Estive hoje na Escola Secundária Rodrigues de Freitas, no Porto, por motivos relacionados com os concursos de colocação de professores que hoje terminam.
Ao que parece, a ministra da Educação vai estar na segunda-feira na escola, a inaugurar não sei o quê. Realmente, a azáfama era grande. Os funcionários não sabiam para onde se virar, porque havia muito para fazer e ao fm do dia tudo tinha de estar pronto. A grande preocuapação era a localização das plantas e das flores recém-chegadas.
– Quero isso tudo daqui para fora! – gritava uma superior, apontando para os vasos antigos. – Deitem fora, levem para casa, façam o que quiserem, mas isso não pode ficar nada à vista. Nenhum vaso pode ficar no parapeito das janelas. Nenhum! Já nos avisaram!
E outros funcionários chegavam para tratar do chão, dar os últimos retoques às paredes, «deixar tudo um brinco» na expressão da tal superiora.
– Parece uma visita papal! – aventei.
– Quase, quase! – respondeu-me outra funcionária. – Só em plantas e flores, gastaram-se aqui centenas de contos.
Sorri de forma desengraçada enquanto esperava que o problema que me levara ali estivesse resolvido.
– Mas na segunda-feira as escolas não estão fechadas? – lembrei-me de repente.
– A maior parte vai estar fechada, mas aqui vamos abrir para a ministra. Sabe o que é que ela mandou dizer? Que nas aldeias está tudo fechado mas que em Lisboa trabalha-se. Por isso tínhamos de abrir.
Educação esmerada, a da senhora ministra! Falta de chá em pequenina, é o que é! O que também não admira.
– Aldeias? Olha que p…! – confesso que foi o meu primeiro pensamento.
Voltei a exibir o meu sorriso amarelo. Aliás, todo este episódio só me deu mesmo para rir. Por ver que a Ministra da Educação vai a uma das principais escolas do Porto, convenientemente, num dia em que não há aulas – nem alunos, nem professores, nem ovos. E por ver tanto desvelo na recepção a um cadáver político. Noutra casa, já tive oportunidade de escrever que Maria de Jesus Rodrigues não passa hoje em dia de uma simbólica «carcaça». Inexistente, fantasmagórica, envergonhada, escondida. Uma ministra de nada, apenas à espera da estocada final.
Parece que não me enganei.

Comments

  1. Bué da Fixe says:

    A gaja chama-se Maria de Lourdes e não de Jesus, acho eu.

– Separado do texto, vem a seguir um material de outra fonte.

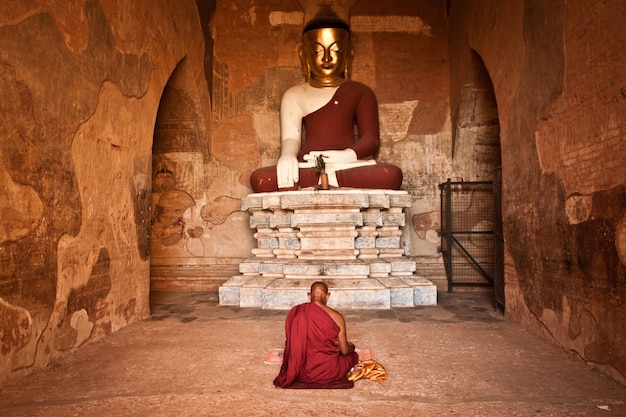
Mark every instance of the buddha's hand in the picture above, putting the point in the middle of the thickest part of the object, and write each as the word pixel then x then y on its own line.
pixel 287 171
pixel 333 157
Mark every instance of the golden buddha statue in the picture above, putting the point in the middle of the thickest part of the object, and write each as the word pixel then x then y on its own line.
pixel 327 105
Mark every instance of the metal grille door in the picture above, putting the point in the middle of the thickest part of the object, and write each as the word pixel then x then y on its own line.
pixel 467 233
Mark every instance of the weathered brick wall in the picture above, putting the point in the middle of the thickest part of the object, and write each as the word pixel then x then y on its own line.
pixel 557 70
pixel 80 87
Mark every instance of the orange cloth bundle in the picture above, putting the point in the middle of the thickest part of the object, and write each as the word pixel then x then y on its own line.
pixel 369 369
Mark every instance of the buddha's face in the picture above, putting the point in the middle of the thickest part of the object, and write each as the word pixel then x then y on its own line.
pixel 326 54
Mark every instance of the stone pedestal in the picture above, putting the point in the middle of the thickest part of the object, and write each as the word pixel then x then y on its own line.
pixel 350 239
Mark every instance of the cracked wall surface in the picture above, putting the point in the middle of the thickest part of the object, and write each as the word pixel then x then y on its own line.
pixel 557 74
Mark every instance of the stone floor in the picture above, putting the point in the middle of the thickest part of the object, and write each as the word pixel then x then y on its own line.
pixel 195 358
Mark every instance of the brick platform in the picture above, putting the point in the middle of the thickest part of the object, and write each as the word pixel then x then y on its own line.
pixel 350 239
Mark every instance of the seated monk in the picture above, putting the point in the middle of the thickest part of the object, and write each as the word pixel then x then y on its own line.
pixel 317 352
pixel 327 105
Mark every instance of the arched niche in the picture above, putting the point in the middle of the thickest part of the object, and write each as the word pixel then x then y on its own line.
pixel 476 151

  2. Ricardo Santos Pinto says:

    😉


  3. Ora, a Idiotice parece-me que não é da Ministra, mas Desse Conselho Executivo … Ou não será???

  4. Ricardo Santos Pinto says:

    Não. Foi ela que escolheu ir num dia em que não há aulas.

  5. Luis Moreira says:

    E além disso vê uma escola sem problemas.Mas essa questão dos agrupamentos escolares está a avançar ou não? tenho lido nos jornais anúncios para os concursos para director.


  6. Sim, a senhora ministra é inepta a negociar com os sindicatos de professores; sim, a senhora ministra não teve tacto a comunicar as suas ideias; sim, a senhora ministra foi intransigente em muitos aspectos; sim, entrou na onda do facilitismo. Mas não estarão os sindicatos e muitos sêtores a constituírem-se numa ‘força de bloqueio’ sem apresentar sugestões alternativas dignas? Há anos e anos e anos que ouvimos falar da reforma da educação (lembram-se da reforma educativa do Roberto Carneiro? e da ‘geração rasca’ da Manuela Ferreira Leite?) e muito pouco se fez.


  7. A idiotice é da Comissão Executiva, a culpa é da Ministra.